Du brauchst eine Masquerading Firewall... Das kann iptables hervorragend, du musst es nur sagen.

Wenn du die SuSEfirewall2 benutzt (jaja... zerhackt mich :-D, aber so dürfte es am einfachsten sein) dann geh im YaST einmal die Einstellungen durch (YaST > Sicherheit und Benutzer > Firewall) und wähle da nach den Porteinstellungen "Daten weiterleiten und Masquerading durchführen." aus.

Gruß thing

PS.: _vi /etc/sysconfig/SuSEfirewall2_ hilft ungemein weil du dort ganz einfach alle Einstellungen verändern kannst (auch die die YaST nicht unterstützt). Danach einfach mit _rcSuSEfirewall2 restart_ die Firewall neu starten (Connections werden dabei nicht abgebrochen).


----------



## alexdoehla (28. Januar 2004)

also als DNS trage ich immer die T-Online DNS-Server ein, denn die sind eigentlich sehr zuverlässig (wahrschenlich das einzige von der Telekom, was ganz gut ).
Die IP ist z.B: 217.5.114.141

MfG

Alex


----------



## BigjoB (30. Januar 2004)

habe das mit der firewall gemacht habe auch versucht einfach mal alles frei zugeben geht immer noch kein internet habe immer noch das selbe ereigniss. bekomme kein internet routing hin

ich glaube ich lasse das jetzt einfach wenn das so kompliziert ist....

... noch viel spaß 

so ein mist

gruß BigjoB


----------



## fluessig (30. Januar 2004)

Du schreibst zwar, dass du den DNS in XP angibst, aber hast du auch den Gateway eingetragen(192.168.0.1)?


----------



## tim&struppi (1. Februar 2004)

Hallo,
hatte mal das gleich Problem. Linux Server mit fedora, beim anderen Rechner hatte ich XP und Linux auf Wechselplatte. Ich kann dir mal meine Einstellungen geben, mit denen klappts ganz gut.

Server Linux Fedora 1
	-eth0 ->	DSL	-> IP 192.168.100.0
	-eth1 ->	Netzwerk-> IP 192.168.100.1

- mit adsl-setup in der Konsole den ppp0 Zugang konfigurieren
  das Setup ausführen und erst mal die Firewall deaktivieren
- Skript rc.firewall-2.4 mit  ./rc.firewall-2.4 starten ( das angehängte Script mußt zu in Kate öffen, dann ohne txt speichern. Leider kann man nicht alle Dateien im Forum einstellen. )
- für eine dauernde Ausführung des Skriptes folgendermaßen vorgehen:
	- Script speichern in /etc/rc.d
	- Script mit chmod oder mc ausführbar machen
	- Datei in /etc/rc.d/rc.local öffnen und eintragen :  exec /etc/rc.d/rc.firewall-2.4


XP Client:

eth0 -> Netzwerk -> IP 192.168.100.2
Gateway		 -> IP 192.168.199.1

DNS 1: 62.27.27.62
DNS 2: 62.27.53.66

( Einstellungen findest du u.a. in der TCP/IP Einstellung )
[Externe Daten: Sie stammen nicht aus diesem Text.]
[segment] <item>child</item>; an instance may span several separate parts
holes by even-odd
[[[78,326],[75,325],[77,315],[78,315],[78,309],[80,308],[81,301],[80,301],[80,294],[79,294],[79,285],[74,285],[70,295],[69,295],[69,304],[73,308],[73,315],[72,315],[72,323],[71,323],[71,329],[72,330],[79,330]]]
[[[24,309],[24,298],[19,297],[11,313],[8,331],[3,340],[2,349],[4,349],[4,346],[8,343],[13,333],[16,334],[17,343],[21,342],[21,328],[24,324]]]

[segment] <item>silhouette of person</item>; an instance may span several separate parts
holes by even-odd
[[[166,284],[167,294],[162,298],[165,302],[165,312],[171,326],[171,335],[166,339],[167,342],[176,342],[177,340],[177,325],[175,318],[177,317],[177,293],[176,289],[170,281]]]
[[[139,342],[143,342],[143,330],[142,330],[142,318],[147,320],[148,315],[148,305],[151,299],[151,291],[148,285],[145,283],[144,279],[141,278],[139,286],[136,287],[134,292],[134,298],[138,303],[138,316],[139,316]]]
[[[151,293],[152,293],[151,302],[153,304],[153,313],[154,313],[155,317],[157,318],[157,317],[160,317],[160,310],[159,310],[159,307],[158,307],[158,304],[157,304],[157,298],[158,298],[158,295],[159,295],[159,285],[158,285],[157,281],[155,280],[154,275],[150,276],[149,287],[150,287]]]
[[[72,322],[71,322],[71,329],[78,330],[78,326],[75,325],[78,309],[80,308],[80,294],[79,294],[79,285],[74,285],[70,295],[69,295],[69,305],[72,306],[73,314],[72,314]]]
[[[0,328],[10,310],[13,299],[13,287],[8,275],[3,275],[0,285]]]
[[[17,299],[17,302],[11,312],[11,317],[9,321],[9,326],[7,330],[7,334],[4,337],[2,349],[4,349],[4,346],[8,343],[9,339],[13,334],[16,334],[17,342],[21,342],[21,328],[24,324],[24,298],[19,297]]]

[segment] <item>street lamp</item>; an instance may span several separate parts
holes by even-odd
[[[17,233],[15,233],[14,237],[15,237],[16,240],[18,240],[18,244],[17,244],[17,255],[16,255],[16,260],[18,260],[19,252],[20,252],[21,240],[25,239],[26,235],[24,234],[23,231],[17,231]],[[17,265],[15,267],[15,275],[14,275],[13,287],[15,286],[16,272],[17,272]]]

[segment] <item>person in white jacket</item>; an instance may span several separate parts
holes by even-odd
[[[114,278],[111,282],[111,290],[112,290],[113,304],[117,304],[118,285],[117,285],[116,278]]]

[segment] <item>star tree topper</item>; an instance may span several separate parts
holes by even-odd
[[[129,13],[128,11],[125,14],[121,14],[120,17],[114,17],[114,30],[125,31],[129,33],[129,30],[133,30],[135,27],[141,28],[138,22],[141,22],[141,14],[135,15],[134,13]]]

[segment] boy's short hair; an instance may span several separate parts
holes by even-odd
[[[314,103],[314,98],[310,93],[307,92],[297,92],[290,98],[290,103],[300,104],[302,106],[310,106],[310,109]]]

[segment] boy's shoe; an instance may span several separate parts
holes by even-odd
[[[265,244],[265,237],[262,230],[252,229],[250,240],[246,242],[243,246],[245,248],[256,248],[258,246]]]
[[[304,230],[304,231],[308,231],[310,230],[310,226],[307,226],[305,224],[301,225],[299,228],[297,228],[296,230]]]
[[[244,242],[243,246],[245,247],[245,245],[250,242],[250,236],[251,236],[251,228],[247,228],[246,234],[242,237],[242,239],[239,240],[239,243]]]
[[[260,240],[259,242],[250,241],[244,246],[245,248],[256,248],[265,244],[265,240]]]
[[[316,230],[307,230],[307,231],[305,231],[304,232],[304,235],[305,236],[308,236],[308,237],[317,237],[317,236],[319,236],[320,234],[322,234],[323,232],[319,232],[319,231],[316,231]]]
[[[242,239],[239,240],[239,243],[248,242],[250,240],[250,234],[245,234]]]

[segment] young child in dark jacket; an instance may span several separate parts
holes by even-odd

Hoffe, man kann mit meiner Kutzanleitung was anfangen.

Gruß
Michael


----------



## BigjoB (21. Februar 2004)

das werde ich mal versuchen hoffe das wird klappen?


----------



## thing (22. Februar 2004)

Warum einfach wenn's auch kompliziert geht... !

Gruß thing


----------